For a weekend, and then sporadically afterwards, I wrote software, tried it on the live system, wrote some more, tried it again, wrote some more, nudging the halfbakery database into something stable. I don't usually work like that, usually, the goal is to make an aesthetically pleasing program that stands on its own, not just do one job, and there is much reading and rereading of code - does this make sense? Is it clearly expressed? Being able to just hack and move on felt different.

I ended up with one back-end, with four calls that inserted a new user, idea, link, or note into the halfbakery; and different frontends built to parse different structures that were fed into the system: the regular halfbakery page, the low-res version, and an XML-like mark-up for texts that I couldn't fit into either of the other forms.

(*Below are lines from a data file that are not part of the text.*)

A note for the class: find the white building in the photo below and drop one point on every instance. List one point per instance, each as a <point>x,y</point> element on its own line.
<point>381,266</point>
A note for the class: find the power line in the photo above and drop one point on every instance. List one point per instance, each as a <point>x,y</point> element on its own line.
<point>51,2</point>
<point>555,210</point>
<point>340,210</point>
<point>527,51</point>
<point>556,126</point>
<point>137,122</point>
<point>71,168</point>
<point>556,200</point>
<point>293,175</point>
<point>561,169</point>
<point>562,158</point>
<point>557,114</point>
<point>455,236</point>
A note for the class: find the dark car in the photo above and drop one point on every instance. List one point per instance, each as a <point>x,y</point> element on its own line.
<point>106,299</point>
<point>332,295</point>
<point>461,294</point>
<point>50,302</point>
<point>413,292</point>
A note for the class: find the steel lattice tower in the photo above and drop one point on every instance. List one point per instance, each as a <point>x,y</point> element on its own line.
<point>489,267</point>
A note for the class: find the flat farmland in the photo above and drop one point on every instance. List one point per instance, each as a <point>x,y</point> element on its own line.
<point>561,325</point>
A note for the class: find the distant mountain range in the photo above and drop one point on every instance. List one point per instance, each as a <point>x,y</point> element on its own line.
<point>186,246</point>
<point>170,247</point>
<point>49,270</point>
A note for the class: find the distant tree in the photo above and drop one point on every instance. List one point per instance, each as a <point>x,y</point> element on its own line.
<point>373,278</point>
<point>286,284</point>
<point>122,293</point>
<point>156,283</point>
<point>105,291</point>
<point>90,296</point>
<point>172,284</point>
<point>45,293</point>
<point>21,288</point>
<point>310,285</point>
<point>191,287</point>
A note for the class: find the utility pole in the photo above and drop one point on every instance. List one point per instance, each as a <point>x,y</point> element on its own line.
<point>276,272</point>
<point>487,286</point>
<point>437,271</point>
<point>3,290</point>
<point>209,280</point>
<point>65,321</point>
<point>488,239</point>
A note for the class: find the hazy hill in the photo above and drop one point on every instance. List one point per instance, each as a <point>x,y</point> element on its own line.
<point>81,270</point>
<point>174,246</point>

Parsing them was mostly a matter of matching patterns in strings; taking out the text fragments between them, and post-procesing them to remove URL or HTML mark-up. A perl programmer would have easily been able to do that in perl; I'm more comfortable in C, especially when doing a lot of string processing.

The proper way of doing this would be to build the reverse of the halfbakery formatting engine, a "scanning engine" that reconstitutes the XML-like output of the halfbakery database application from the HTML. That's possible (it's not generally possible, but here, it would have worked), but it was much easier to just use some sloppy heuristics.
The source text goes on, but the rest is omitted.